Dec 8, 2011 12:21 GMT  ·  By

Google is finally getting serious about social. And, for once in the last six months, it's not about Google+. Google is announcing that it plans to launch much better social integration tools for Google Analytics, enabling websites to know more not only about their visitors, but also about people engaging with their content or services on other sites or social networks.

"We’re inviting social networks and platforms to integrate their activity streams with Google Analytics," Google wrote.

"Through these integrations, marketers and publishers will be able to discover off-site engagement, optimize their engagement within each social community, and measure the impact of each social channel and its associated digital investment," it explained.

The reason why Google has to make this announcement is that it needs social platforms to cooperate for Analytics to provide the best possible data.

Google has been working on a new set of social analytics tools, but it needs support from sites that are built around sharing, bookmarking and social behavior, in general.

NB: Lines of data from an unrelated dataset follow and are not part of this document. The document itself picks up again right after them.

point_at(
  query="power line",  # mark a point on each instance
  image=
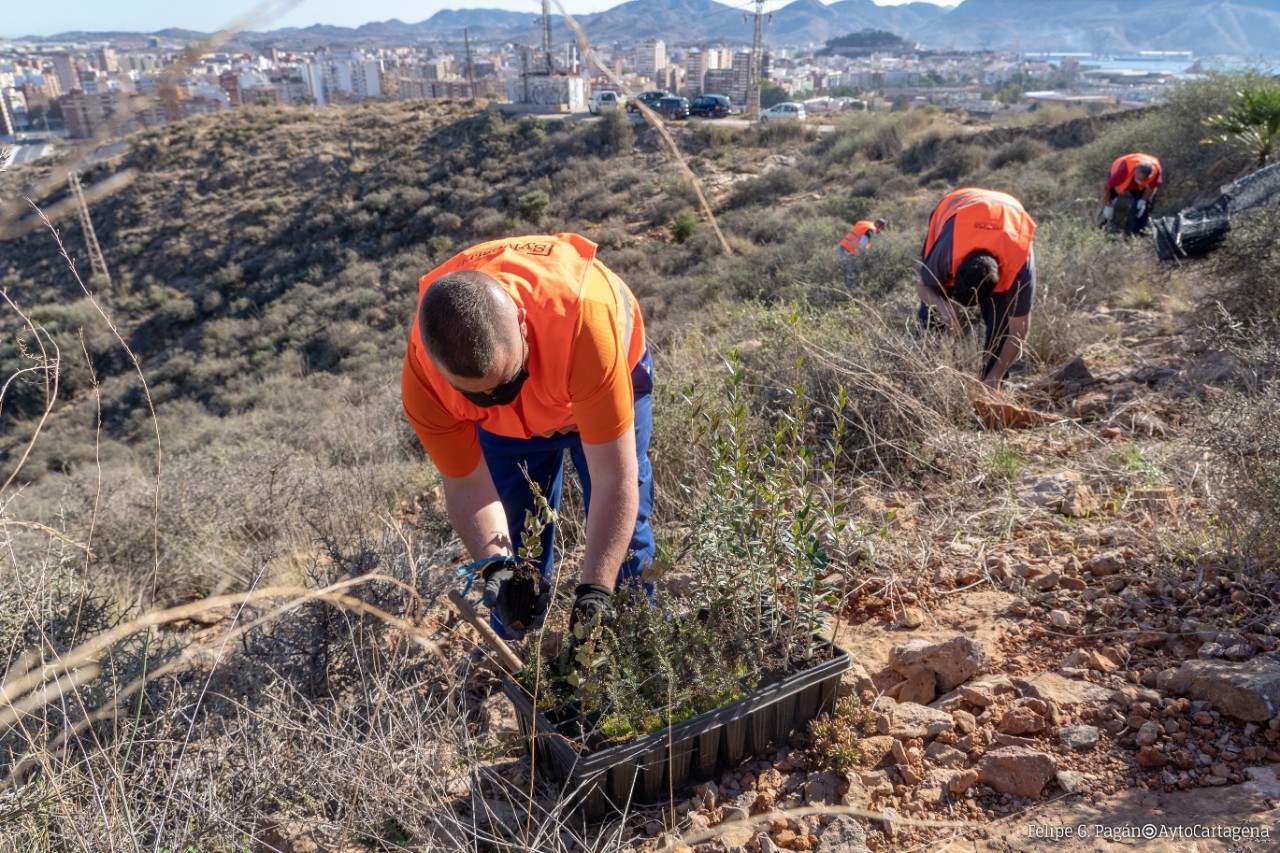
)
(97, 264)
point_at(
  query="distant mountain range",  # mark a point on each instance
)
(1247, 28)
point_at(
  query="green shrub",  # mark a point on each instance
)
(682, 227)
(533, 205)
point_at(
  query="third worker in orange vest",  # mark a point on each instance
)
(858, 237)
(978, 251)
(1137, 176)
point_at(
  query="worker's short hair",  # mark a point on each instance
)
(976, 278)
(461, 320)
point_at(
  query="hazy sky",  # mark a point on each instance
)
(49, 17)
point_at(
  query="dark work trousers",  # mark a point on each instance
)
(995, 315)
(1134, 223)
(544, 459)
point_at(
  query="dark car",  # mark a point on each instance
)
(649, 99)
(711, 105)
(672, 108)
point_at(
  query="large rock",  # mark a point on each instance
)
(1064, 492)
(1248, 690)
(909, 720)
(951, 662)
(844, 835)
(1063, 692)
(1016, 770)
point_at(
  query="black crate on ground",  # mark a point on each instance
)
(644, 770)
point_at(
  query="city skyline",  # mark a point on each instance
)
(150, 16)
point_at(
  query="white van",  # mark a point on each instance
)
(781, 112)
(604, 100)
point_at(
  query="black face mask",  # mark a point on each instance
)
(499, 396)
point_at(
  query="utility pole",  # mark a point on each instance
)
(753, 92)
(97, 264)
(547, 36)
(471, 77)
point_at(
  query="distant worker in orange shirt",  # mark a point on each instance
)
(1137, 176)
(978, 251)
(524, 349)
(858, 237)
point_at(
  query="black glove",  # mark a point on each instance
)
(520, 602)
(593, 606)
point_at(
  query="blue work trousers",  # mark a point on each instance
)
(544, 459)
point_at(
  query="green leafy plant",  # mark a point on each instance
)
(682, 227)
(837, 734)
(768, 538)
(1252, 123)
(1006, 461)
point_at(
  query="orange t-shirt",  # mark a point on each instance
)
(973, 219)
(1121, 176)
(585, 334)
(855, 235)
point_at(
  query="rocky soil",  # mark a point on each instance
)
(1079, 680)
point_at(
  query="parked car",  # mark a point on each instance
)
(672, 108)
(649, 99)
(604, 100)
(782, 112)
(711, 105)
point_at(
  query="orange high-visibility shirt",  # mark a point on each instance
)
(1120, 178)
(854, 238)
(585, 334)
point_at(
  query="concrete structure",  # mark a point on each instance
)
(650, 56)
(556, 91)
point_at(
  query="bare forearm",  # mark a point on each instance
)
(476, 514)
(1010, 350)
(612, 515)
(941, 305)
(609, 524)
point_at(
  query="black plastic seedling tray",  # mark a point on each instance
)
(644, 770)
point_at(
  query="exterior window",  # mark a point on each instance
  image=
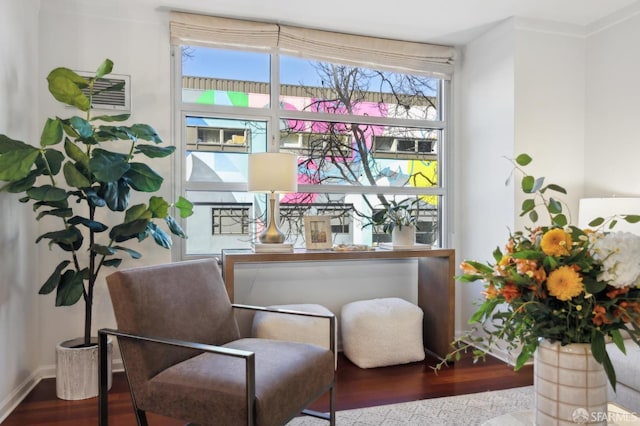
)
(231, 219)
(363, 137)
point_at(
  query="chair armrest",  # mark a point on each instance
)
(281, 311)
(331, 317)
(248, 356)
(176, 342)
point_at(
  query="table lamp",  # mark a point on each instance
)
(272, 172)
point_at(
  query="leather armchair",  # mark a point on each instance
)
(184, 357)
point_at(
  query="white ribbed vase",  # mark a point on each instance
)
(570, 386)
(77, 369)
(405, 236)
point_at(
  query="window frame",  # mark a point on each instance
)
(272, 117)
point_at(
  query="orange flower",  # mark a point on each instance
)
(490, 292)
(600, 316)
(468, 269)
(510, 291)
(615, 292)
(556, 242)
(525, 265)
(565, 283)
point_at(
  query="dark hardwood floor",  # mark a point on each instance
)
(355, 388)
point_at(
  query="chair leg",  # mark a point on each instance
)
(332, 406)
(103, 402)
(141, 417)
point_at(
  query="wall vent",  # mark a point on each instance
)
(115, 100)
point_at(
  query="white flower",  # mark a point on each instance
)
(619, 254)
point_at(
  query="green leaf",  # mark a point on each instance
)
(75, 153)
(112, 262)
(158, 207)
(56, 213)
(111, 118)
(7, 144)
(70, 289)
(83, 128)
(65, 85)
(142, 178)
(105, 68)
(108, 166)
(596, 222)
(103, 250)
(527, 184)
(618, 340)
(22, 184)
(116, 194)
(134, 254)
(139, 211)
(556, 188)
(174, 227)
(54, 161)
(66, 238)
(47, 193)
(185, 206)
(74, 177)
(51, 133)
(523, 159)
(159, 236)
(153, 151)
(560, 220)
(593, 286)
(54, 278)
(15, 165)
(146, 132)
(126, 231)
(554, 206)
(93, 225)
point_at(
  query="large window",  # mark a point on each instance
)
(364, 135)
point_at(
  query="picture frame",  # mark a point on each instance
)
(317, 232)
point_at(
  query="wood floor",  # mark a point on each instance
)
(355, 388)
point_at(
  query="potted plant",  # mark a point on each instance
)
(84, 166)
(398, 219)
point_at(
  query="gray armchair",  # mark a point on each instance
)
(184, 357)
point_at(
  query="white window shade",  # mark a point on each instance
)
(393, 55)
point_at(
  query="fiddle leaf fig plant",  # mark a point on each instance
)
(80, 179)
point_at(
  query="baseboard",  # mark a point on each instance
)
(22, 390)
(19, 393)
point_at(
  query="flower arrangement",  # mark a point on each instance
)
(557, 282)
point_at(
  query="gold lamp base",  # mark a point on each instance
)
(271, 235)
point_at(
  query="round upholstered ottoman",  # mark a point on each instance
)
(295, 328)
(381, 332)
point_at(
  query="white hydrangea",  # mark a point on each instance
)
(619, 254)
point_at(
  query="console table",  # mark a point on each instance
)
(436, 286)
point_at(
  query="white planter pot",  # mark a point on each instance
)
(403, 237)
(570, 385)
(77, 369)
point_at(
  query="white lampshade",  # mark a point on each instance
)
(273, 171)
(591, 208)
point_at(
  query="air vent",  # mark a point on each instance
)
(118, 100)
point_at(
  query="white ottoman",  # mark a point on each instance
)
(381, 332)
(295, 328)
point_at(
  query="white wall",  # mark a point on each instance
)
(484, 136)
(520, 90)
(549, 108)
(612, 135)
(19, 329)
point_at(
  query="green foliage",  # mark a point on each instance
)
(555, 282)
(94, 176)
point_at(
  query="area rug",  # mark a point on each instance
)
(461, 410)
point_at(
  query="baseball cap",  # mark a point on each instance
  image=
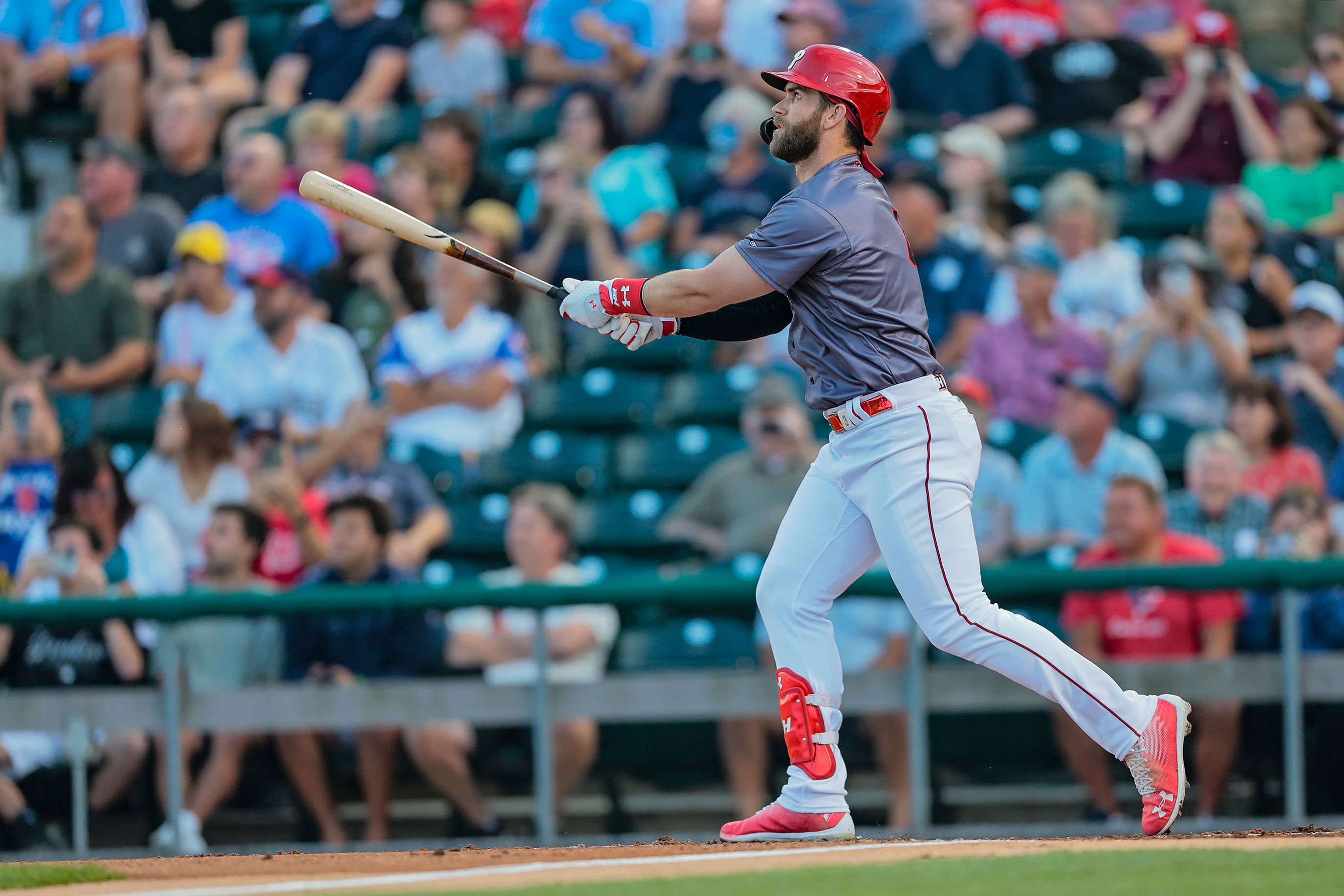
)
(1185, 250)
(970, 387)
(1320, 297)
(205, 241)
(824, 13)
(494, 218)
(976, 141)
(100, 148)
(277, 276)
(1090, 382)
(1215, 29)
(1038, 254)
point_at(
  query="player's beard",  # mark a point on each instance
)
(795, 143)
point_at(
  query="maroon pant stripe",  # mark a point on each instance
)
(948, 585)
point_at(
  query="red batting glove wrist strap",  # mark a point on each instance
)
(624, 297)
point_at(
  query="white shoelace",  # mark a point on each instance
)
(1137, 764)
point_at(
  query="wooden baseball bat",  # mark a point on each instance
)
(361, 206)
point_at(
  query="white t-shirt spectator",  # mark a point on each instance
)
(158, 481)
(589, 667)
(422, 349)
(1097, 290)
(311, 385)
(459, 77)
(187, 332)
(153, 562)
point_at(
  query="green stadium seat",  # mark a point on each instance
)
(479, 525)
(1166, 436)
(1163, 209)
(578, 462)
(687, 644)
(1038, 157)
(624, 523)
(707, 398)
(1013, 437)
(672, 460)
(599, 399)
(127, 415)
(447, 472)
(594, 350)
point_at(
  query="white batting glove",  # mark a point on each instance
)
(635, 331)
(584, 304)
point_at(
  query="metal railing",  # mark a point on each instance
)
(920, 690)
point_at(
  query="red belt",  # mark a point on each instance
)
(870, 406)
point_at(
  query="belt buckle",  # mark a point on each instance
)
(841, 419)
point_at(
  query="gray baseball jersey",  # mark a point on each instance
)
(835, 249)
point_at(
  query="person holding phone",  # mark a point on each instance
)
(30, 445)
(1179, 358)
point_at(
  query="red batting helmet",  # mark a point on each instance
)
(847, 78)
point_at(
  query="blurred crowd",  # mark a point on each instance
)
(1128, 243)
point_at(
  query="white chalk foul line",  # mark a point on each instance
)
(527, 868)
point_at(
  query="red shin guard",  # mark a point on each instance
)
(804, 730)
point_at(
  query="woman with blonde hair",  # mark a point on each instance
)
(1101, 283)
(319, 133)
(190, 472)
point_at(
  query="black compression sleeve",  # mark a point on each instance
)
(742, 322)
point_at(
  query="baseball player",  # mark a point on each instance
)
(895, 479)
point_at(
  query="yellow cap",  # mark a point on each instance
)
(205, 240)
(497, 219)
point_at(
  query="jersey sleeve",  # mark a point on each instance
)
(796, 237)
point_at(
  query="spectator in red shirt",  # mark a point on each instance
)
(1152, 624)
(1163, 26)
(1020, 26)
(296, 515)
(1262, 421)
(1213, 117)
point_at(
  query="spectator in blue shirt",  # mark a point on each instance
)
(30, 445)
(604, 42)
(265, 227)
(1066, 476)
(954, 76)
(354, 57)
(954, 277)
(1314, 379)
(336, 651)
(73, 54)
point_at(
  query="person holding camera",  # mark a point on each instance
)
(1214, 117)
(737, 504)
(43, 656)
(30, 445)
(1179, 356)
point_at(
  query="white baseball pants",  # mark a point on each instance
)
(900, 485)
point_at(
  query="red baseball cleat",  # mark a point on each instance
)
(777, 823)
(1158, 764)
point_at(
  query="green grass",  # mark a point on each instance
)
(53, 874)
(1189, 872)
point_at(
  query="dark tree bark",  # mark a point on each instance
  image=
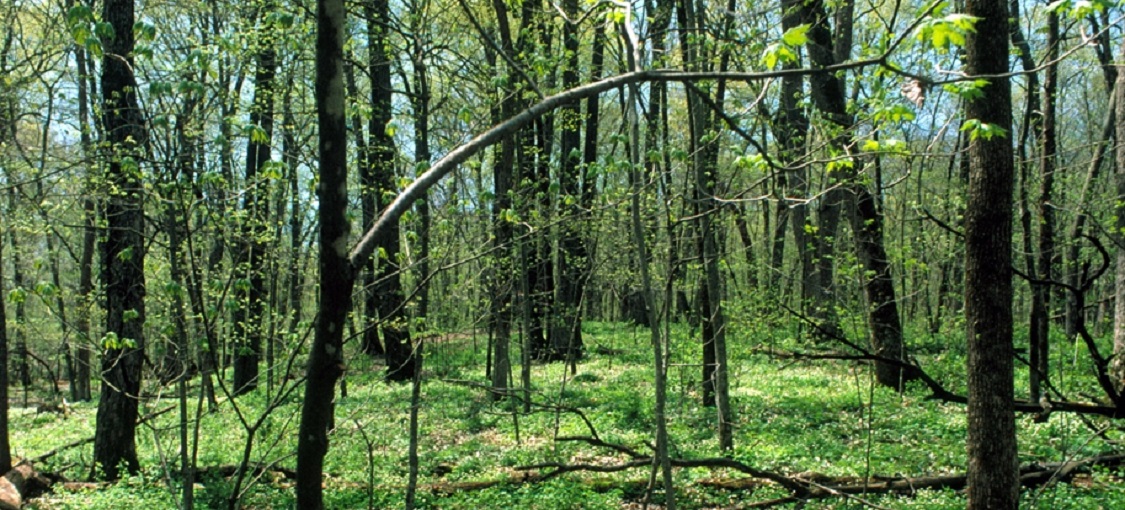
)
(829, 96)
(566, 320)
(250, 253)
(23, 369)
(993, 480)
(5, 136)
(80, 385)
(336, 275)
(705, 166)
(501, 273)
(379, 179)
(420, 100)
(1118, 359)
(790, 130)
(369, 343)
(5, 446)
(1040, 336)
(122, 251)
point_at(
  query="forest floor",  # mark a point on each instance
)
(821, 423)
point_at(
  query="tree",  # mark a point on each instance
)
(992, 462)
(123, 251)
(336, 275)
(5, 447)
(830, 98)
(250, 252)
(379, 181)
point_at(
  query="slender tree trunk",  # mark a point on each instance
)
(123, 251)
(369, 200)
(828, 95)
(250, 253)
(705, 164)
(1040, 355)
(336, 276)
(392, 302)
(1118, 363)
(502, 271)
(992, 450)
(23, 370)
(660, 456)
(566, 322)
(422, 157)
(5, 446)
(80, 386)
(6, 131)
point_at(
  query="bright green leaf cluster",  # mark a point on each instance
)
(786, 48)
(946, 32)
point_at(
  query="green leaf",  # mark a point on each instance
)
(797, 36)
(144, 32)
(104, 30)
(17, 295)
(79, 14)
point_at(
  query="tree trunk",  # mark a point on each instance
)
(80, 386)
(566, 320)
(420, 100)
(123, 251)
(705, 163)
(5, 446)
(1118, 364)
(1040, 334)
(23, 370)
(336, 277)
(250, 253)
(829, 96)
(993, 480)
(380, 178)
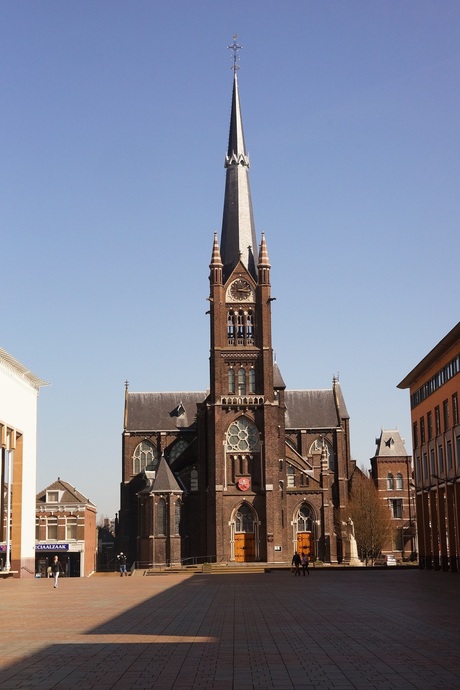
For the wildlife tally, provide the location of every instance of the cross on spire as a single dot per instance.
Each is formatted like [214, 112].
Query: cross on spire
[235, 47]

It's unlikely that Facebook will get on board, but Google has already gotten several big sites behind its initiative, Reddit, Digg, Delicious, TypePad, Russian giant social network Vkontakte and others.

"Any network can integrate their streams - like +1, votes, and comments - into the Google Analytics social reports, which will be fully available next year to the many marketers, publishers, and websites that are using Google Analytics for free," explains Google.

It's obvious why websites would want the additional data. Website analytics alone are becoming less relevant when a lot activity happens off site. But Google is going to have a harder time convincing social networks to share data.

Google started introducing some social tracking features earlier this year, adding support for tracking sharing activity on the site, via the +1 button, the Like button and so on, but also visitors coming from social sites.